The updated guidance also provides that employers do not need to carry out retrospective physical checks of original documents on those who had a COVID-19 adjusted right to work check between 30 March 2020 and 16 May 2021 inclusive. Employers will maintain a statutory defence against a civil penalty if the check they have undertaken during this period was carried out in the manner set out in the COVID-19 adjusted right to work checks guidance.
 

Tax Diary May/June 2021

1 May 2021 – Due date for Corporation Tax due for the year ended 30 July 2020.

19 May 2021 – PAYE and NIC deductions due for month ended 5 May 2021. (If you pay your tax electronically the due date is 22 May 2021).

19 May 2021 – Filing deadline for the CIS300 monthly return for the month ended 5 May 2021. 

19 May 2021 – CIS tax deducted for the month ended 5 May 2021 is payable by today.

31 May 2021 – Ensure all employees have been given their P60s for the 2020-21 tax year.

1 June 2021 – Due date for Corporation Tax due for the year ended 31 August 2020.

19 June 2021 – PAYE and NIC deductions due for month ended 5 June 2021. (If you pay your tax electronically the due date is 22 June 2021)

19 June 2021 – Filing deadline for the CIS300 monthly return for the month ended 5 June 2021. 

19 June 2021 – CIS tax deducted for the month ended 5 June 2021 is payable by today.

Small trading tax exemption for charities

The tax treatment of charities can be complex. Many charities trade either as part of their charitable interests or to raise funds. As a first step, any charity hoping to benefit from any beneficial tax treatment needs to be recognised as a charity for UK tax purposes by HMRC as well as meeting other criteria.

A charity will not pay tax on profits it makes from trade if:

  • they are making money to help their charity’s aims and objectives, known as ‘primary purpose trading’
  • their level of trade that is not primary purpose falls below the charity’s small trading tax exemption limit
  • they trade through a subsidiary trading company

The charity must pay tax on any other profits.

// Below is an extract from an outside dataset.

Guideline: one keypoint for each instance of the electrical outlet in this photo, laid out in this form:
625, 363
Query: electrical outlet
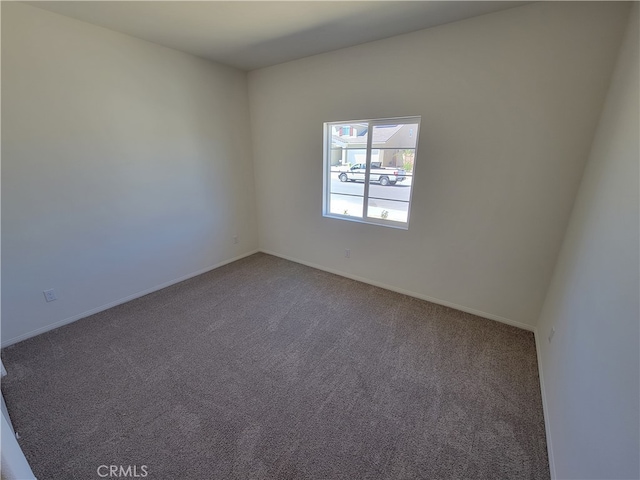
50, 295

The small trading tax exemption limits are as follows:

Charity’s gross annual income Maximum permitted small trading turnover
Under £32,000 £8,000
£32,001 to £320,000 25% of your charity’s total annual turnover
Over £320,000 £80,000

If the charity’s small trading turnover is higher than the exemption limits, then they are required to pay tax on all of their profits from that trade.

Correcting errors on VAT returns

Where an error on a past VAT return is uncovered, businesses have a duty to correct the error as soon as possible. As a general rule, any necessary adjustment can be made on a current VAT return. However, in order to be able to do so, there are three important conditions that must be met:

  1. The error must be below the reporting threshold.
  2. The error must not have been deliberate.
  3. The error can only relate to an accounting period that ended less than 4 years ago.

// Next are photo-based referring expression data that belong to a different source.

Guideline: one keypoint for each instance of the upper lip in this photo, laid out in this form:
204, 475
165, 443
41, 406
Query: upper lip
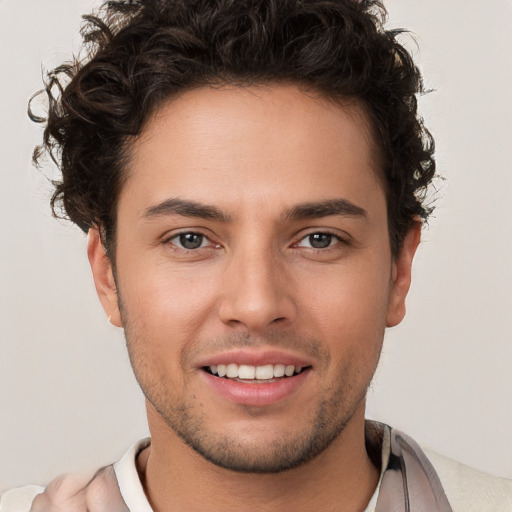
252, 357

Under the reporting threshold rule, businesses can make an adjustment on their next VAT return if the net value of the errors is £10,000 or less. The threshold is further increased if the net value of errors found on previous returns is between £10,000 and £50,000 but does not exceed 1% of the box 6 (net outputs) VAT return declaration figure for the return period in which the errors are discovered.

VAT errors of a net value that exceed the limits for correction on a current return or that were deliberate should be notified to HMRC using form VAT 652 (or providing the same information in letter format) and should be submitted to HMRC's VAT Error Correction team.

HMRC can also charge penalties and interest if an error is due to careless or dishonest behaviour.